Kuba weiter auf Washingtons "Terrorliste"

Von Leo Burghardt, Havanna *

Fidel Castro schreibt seit März 2007 für das Internetportal CubaDebate »Reflexiones« (Überlegungen), in denen er alles, was ihm international relevant erscheint, faktenreich und klarsichtig kommentiert. Die Beiträge werden von den kubanischen Medien im Wortlaut veröffentlicht. Aus nationalen Fragen hält sich Fidel Castro im Wesentlichen heraus. Unlängst ist sein 200. Artikel erschienen.

Sein »Gespür für Kommendes«, so einst Pentagonchef Robert McNamara, ist intakt geblieben. Kurz nach dem Wahlsieg Barack Obamas bescheinigte Fidel Castro dem neuen Mann im Weißen Haus Intelligenz und Ehrenhaftigkeit, zugleich jedoch, dass er keine grundsätzlichen Veränderungen des Systems, dem er angehört, herbeiführen könne. »Analysieren wir vorsichtig alle Schritte der USA-Regierung«, empfahl er ein paar Wochen später. Man könne noch nichts Endgültiges sagen, »obgleich es sowohl objektiv als auch subjektiv neue Elemente gibt«. Wie auch immer: »Wir sind keine Brandstifter, wie manche denken, aber ebenso wenig unbedarft, um hinters Licht geführt werden zu können. Wir alle sind verpflichtet, für den Frieden zu kämpfen, es gibt keine Alternative dazu. Unsere Widersacher sollten aber auch nicht der Illusion anheim fallen, dass Kuba kapituliert.«

Und an Illusionen fehlte es ja nicht. Präsident Obama hat zwar im Falle Kubas einige der niedrigsten Hürden beseitigt – Reisebeschränkungen, Geldüberweisungen zum Beispiel –, aber die Blockade bleibt, und er verteidigt ihren Bestand mit fast den gleichen Worten wie seine Vorgänger. Das heißt, fände Kuba wieder auf den »rechten Weg« zurück, würden ihm die USA auch großzügig die jahrzehntelange Rebellion verzeihen. Die Wiedereingliederung Kubas in die Gemeinschaft der amerikanischen Nationen »erfordert jede nur mögliche Unterstützung«, sagte dieser Tage der Präsident des UN-Menschenrechtsrates. Der Satz war kaum verklungen, da legte das Washingtoner Außenministerium wieder einmal seine unsägliche Liste der »Terroristenstaaten« vor – und dort fand sich auch Kuba wieder.

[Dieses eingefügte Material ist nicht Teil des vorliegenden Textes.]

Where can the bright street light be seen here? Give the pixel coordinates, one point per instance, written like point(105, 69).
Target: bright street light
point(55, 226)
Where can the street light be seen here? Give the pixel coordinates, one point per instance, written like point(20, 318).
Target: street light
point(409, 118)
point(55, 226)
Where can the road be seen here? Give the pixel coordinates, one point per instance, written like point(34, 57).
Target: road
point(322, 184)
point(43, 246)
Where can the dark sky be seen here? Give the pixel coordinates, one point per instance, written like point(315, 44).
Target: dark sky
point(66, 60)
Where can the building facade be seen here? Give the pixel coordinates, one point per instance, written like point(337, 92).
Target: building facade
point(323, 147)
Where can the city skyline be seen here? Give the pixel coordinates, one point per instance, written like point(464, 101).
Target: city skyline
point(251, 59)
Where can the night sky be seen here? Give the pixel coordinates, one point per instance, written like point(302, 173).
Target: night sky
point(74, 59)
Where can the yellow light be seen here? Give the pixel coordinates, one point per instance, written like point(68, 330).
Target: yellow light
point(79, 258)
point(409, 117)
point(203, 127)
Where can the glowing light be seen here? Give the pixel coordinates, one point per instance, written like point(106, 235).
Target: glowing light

Ausgerechnet, ist die Insel doch selbst seit Jahrzehnten Zielscheibe von Terroristen, die von den Vereinigten Staaten aus mit dem logistischen Beistand der CIA operieren. Es gab Hunderte Anschlagsversuche gegen Fidel Castro, die Invasion in der Schweinebucht, Brandstiftungen in Zuckerrohrplantagen, Kaufhäusern und Lagerhallen, über der Insel abgeworfene Spezialbehälter mit Schweinepest- und anderen Viren usw. usf. Luis Posada und Orlando Bosch etwa, bei Interpol als Top-Terroristen geführt, laufen in Miami frei herum. Die USA-Behörden verzögern ihre Auslieferung an Venezuela, wo sie ihr scheußlichstes Verbrechen einfädelten: den Bombenanschlag 1976 auf ein Zivilflugzeug der kubanischen Fluggesellschaft, bei dem 73 Menschen ums Leben kamen.

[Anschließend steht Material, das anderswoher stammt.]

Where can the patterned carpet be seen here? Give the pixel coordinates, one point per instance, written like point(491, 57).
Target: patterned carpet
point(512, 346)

Und die Begründung des State Department für die Einstufung Kubas? Dort hätten sich wiederholt Angehörige der Revolutionären Streitkräfte Kolumbiens aufgehalten und ehemalige Mitglieder der baskischen ETA Unterschlupf gefunden. Dabei hat Kolumbiens Präsident Alvaro Uribe in Madrid die kubanische Regierung gerade erneut gelobt, weil sie »ein wesentlicher Faktor für die Herstellung des Friedens« in seinem Land sei. Denn Havanna spielt in den Verhandlungen zwischen Regierung und Guerilla eine wichtige Rolle. Und die inzwischen längst ergrauten ETA-Leute wurden einst auf Wunsch der spanischen Regierung unter Felipe González nach Kuba verfrachtet, das sie seitdem nicht wieder verlassen durften.

* Aus: Neues Deutschland, 11. Mai 2009



KUBA, EIN TERRORISTISCHES LAND?

Von Fidel Castro Ruz **

Donnerstag, der 30. April war unglückselig für die Vereinigten Staaten. Es fiel ihnen an jenem Tag ein, Kuba ein weiteres Mal in die Liste der Länder aufzunehmen, die den Terrorismus unterstützen. So verwickelt wie sie in ihren eigenen Verbrechen und Lügen sind, konnte sich vielleicht nicht einmal Obama selbst jener Intrige entledigen. Ein Mann, dessen Talent niemand bezweifelt, muss sich über diesen Lügenkult des Imperiums beschämt fühlen. Fünfzig Jahre Terrorismus gegen unser Vaterland kommen in einem einzigen Augenblick ans Tageslicht.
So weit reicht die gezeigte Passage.